Точнее, изменения эти подспудно назревали уже давно и рано или поздно проявились бы и сами по себе, без пандемии, но именно она дала им толчок и ускорила их. В основе лежит научно-технический прогресс в сфере информационных технологий, в первую очередь Интернета. Стандартная модель организации рабочего места и вообще работы меняется принципиальным образом.

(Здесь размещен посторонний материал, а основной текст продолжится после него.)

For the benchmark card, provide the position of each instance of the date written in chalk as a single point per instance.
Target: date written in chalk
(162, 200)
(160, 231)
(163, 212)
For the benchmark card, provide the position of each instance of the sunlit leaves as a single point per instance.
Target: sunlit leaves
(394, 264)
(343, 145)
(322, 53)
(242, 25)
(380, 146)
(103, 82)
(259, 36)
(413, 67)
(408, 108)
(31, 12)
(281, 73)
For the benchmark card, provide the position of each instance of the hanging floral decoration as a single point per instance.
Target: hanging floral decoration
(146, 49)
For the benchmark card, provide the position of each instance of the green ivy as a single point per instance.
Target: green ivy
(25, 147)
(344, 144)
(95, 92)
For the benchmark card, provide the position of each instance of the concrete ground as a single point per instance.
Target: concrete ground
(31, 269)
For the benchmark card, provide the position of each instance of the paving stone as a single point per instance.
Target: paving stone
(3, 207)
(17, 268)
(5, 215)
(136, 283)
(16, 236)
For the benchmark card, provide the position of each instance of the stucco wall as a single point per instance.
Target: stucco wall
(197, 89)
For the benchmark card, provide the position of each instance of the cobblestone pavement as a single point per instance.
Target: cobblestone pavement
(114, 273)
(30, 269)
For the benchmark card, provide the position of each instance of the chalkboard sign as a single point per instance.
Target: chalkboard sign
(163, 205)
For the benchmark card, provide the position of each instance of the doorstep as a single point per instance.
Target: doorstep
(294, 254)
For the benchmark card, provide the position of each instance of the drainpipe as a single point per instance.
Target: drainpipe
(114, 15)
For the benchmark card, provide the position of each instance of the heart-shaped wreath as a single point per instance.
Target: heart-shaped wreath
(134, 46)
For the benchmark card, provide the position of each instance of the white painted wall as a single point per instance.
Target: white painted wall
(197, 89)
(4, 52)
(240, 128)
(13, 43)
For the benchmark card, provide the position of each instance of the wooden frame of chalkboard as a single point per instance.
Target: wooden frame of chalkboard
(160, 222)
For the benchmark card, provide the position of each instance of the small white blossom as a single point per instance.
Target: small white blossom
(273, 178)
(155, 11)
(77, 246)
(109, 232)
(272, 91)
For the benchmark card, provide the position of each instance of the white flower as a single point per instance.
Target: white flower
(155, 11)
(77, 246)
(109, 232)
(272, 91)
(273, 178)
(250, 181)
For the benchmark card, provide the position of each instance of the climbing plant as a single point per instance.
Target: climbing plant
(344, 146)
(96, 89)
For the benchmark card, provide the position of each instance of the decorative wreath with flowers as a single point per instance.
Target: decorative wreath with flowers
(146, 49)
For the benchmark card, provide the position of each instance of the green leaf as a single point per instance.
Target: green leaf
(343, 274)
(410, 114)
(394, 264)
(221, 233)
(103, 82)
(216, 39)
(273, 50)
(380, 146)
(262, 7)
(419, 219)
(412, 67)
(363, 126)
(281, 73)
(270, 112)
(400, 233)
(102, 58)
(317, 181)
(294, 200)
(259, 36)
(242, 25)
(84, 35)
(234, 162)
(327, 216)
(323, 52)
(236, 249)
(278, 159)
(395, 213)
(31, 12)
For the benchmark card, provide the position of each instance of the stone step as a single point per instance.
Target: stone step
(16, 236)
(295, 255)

Привычный образ работы как пространства, где сосредоточены сотрудники, отходит в прошлое. Интернет, мобильная связь позволяют находиться на связи 24 часа в сутки. Персональные компьютеры же являются основным рабочим инструментом, который имеется сегодня у каждого дома. Чтобы не быть голословным, проиллюстрирую примерами из собственной жизни.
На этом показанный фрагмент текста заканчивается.